Secouer le spectateur
Le premier obstacle qui se présente au spectateur, c'est une série de choix formels agressifs: un son délibérément «poussé», des mouvements de caméra intempestifs, un montage abrupt qui désoriente. Bref, on ne capte pas forcément grand-chose de la mise en place, en particulier tout ce qui concerne le fameux genou du titre – ce qui est tout de même fâcheux. Par bonheur, ça se calme un peu dès qu'on quitte Tel-Aviv pour atterrir en plein désert, où les rythmes se trouvent comme naturellement ralentis et les bruits atténués. C'est seulement à ce moment qu'on se rend compte à quel point «Y» (Avshalom Pollak, acteur rare repéré en 2015 dans le mémorable Mountain de Yaelle Kayam), une sorte de vieux beau grisonnant à la dégaine rock'n'roll, est antipathique. Venu à contre-cœur, il tire la gueule et n'est pas loin d'afficher son mépris envers sa jeune fan (Nur Fibak, mi-désarmante mi-tête à claques) doublée d'une responsable culturelle précoce.
Un moment, il semble y avoir comme un potentiel de séduction dans l'air, et puis non, le film n'osera pas s'aventurer sur le terrain de cette cruauté-là.
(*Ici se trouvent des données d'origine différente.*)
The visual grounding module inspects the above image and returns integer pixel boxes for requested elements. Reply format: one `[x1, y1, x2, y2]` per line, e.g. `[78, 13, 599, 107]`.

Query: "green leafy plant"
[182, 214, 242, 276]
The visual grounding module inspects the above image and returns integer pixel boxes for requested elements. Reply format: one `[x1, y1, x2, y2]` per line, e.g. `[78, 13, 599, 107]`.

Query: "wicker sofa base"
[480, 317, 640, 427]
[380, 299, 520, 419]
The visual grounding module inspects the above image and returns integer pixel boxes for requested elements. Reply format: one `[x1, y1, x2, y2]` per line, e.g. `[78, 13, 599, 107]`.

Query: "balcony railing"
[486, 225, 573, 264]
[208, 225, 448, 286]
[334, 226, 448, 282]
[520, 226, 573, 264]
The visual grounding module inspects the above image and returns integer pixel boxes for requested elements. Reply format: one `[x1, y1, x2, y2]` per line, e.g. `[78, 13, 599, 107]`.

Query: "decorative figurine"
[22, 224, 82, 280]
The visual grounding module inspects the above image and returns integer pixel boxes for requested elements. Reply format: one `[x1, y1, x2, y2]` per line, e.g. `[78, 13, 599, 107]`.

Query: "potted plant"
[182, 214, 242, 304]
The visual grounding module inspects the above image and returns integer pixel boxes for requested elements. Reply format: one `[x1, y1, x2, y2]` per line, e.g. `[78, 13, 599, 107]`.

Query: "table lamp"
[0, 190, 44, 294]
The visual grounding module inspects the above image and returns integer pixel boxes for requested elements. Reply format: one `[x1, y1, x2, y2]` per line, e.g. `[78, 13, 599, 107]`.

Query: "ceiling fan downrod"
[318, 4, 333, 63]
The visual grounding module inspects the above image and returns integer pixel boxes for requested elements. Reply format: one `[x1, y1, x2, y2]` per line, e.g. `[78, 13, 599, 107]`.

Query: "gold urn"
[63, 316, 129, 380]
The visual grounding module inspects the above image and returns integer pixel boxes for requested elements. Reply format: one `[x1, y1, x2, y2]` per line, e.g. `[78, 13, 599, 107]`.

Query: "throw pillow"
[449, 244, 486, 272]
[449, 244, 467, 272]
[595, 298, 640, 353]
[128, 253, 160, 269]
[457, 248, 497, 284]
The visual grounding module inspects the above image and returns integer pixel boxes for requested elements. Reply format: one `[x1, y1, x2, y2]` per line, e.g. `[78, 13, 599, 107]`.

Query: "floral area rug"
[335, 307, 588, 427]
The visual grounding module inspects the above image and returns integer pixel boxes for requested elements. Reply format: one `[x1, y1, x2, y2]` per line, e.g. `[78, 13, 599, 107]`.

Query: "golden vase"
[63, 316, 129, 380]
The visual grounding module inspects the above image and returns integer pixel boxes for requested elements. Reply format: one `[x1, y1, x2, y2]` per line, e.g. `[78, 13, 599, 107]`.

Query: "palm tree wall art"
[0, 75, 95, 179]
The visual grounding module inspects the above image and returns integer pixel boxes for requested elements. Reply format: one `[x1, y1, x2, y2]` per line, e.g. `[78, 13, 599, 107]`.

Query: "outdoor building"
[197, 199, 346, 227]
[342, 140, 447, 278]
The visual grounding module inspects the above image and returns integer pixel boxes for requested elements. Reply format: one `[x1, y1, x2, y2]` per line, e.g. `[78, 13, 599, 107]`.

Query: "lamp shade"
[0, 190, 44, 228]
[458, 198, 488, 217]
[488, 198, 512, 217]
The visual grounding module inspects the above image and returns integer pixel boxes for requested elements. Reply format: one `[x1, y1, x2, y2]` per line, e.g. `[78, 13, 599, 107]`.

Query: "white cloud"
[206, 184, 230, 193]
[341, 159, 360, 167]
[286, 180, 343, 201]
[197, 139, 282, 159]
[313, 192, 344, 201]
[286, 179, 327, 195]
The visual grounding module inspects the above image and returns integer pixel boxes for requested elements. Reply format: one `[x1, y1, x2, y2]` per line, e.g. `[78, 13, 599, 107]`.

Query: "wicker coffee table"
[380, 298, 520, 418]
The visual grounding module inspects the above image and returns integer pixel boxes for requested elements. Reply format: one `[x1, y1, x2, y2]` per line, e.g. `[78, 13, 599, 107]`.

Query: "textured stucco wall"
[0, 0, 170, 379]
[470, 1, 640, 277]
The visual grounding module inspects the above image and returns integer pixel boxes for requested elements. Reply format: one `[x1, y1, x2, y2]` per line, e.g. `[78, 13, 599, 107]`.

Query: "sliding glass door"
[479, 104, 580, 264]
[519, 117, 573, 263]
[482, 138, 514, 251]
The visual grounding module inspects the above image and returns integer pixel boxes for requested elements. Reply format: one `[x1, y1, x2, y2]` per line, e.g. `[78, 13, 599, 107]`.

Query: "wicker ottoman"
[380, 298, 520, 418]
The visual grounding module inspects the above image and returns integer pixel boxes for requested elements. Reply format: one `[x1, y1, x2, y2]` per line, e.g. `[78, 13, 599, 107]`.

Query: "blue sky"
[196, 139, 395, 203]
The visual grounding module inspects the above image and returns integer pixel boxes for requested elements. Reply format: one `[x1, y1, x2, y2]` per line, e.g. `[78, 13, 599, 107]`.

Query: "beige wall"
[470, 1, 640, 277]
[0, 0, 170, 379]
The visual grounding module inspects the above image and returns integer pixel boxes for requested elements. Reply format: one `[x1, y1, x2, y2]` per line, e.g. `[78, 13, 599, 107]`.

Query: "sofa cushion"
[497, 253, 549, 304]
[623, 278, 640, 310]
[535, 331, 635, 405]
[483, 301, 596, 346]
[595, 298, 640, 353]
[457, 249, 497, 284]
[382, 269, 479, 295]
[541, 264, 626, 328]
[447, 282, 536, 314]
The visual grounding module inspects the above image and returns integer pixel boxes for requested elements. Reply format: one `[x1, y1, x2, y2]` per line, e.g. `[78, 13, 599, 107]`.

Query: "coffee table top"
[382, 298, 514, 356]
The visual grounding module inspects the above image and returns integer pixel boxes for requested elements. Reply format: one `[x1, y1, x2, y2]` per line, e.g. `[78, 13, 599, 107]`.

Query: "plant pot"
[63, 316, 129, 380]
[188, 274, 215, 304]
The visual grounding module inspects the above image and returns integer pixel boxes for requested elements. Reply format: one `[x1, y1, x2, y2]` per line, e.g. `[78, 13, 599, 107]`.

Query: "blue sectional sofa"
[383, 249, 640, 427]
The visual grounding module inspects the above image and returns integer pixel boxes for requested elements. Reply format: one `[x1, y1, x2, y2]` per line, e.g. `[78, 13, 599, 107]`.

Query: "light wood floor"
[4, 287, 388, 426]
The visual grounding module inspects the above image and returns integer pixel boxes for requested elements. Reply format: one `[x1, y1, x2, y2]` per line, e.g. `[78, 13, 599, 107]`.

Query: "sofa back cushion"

Le décor naturel ne semble pas plus inspirer l'auteur. Tout se concentre dès lors sur le rapport intérieur à cette patrie singulière, devenue comme une prison pour «Y». Un pays qui pratique un apartheid de fait, utilise le service militaire pour faire rentrer ses citoyens (hommes et femmes) dans le rang et musèle de plus en plus les voix discordantes. Une dérive suicidaire? Après s'être remémoré son bizutage à l'armée – illustré de manière frappante par Nadav Lapid – et avoir fait craquer Yahalom, notre cinéaste peut-il encore décemment accepter de s'autocensurer en n'abordant que les sujets agréés? Bien sûr que non, d'où une terrible diatribe qui provoquera l'ire de ses concitoyens. Et le présent film, apparemment imaginé pour défier les autorités...
Auto-complaisance critiquée
Autant on peut être acquis à sa cause, autant Le Genou d'Ahed reste cependant problématique. Entendons-nous: une nouvelle fois, il apparaît clairement que Lapid est un vrai cinéaste, au langage élaboré et au propos plus dialectique que prévu. Ainsi finira-t-il par remettre en cause jusqu'à l'aigreur de son protagoniste et le danger d'inhumanité qui en découle – une capacité d'autocritique toute à son honneur. Il y a du Jerzy Skolimowski dans ce style rageur, par moments expérimental et limite anarchisant. Ce qui ne fait malheureusement pas un film plus aimable ni même captivant pour autant. Pour preuve, un simple moment documentaire concernant des poivrons laissés à pourrir au soleil paraît soudain plus intéressant que toute cette métafiction!
Du Palestinien Michel Khleifi (Zindeeq) à l'Iranien Jafar Panahi (Taxi Téhéran) en passant par le Coréen Kim Ki-duk (Arirang), on a déjà pu voir – ou pas – ce genre de «films de crise», largement autobiographiques et à vrai dire essentiellement destinés à un public de festivals gagné d'avance. Cela valait-il un Prix du Jury à Cannes, partagé avec le contemplatif Memoria d'Apichatpong Weerasethakul? On se permettra d'en douter, en espérant pour bientôt le retour du cinéaste plus subtil et prometteur du Policier et de L'Institutrice.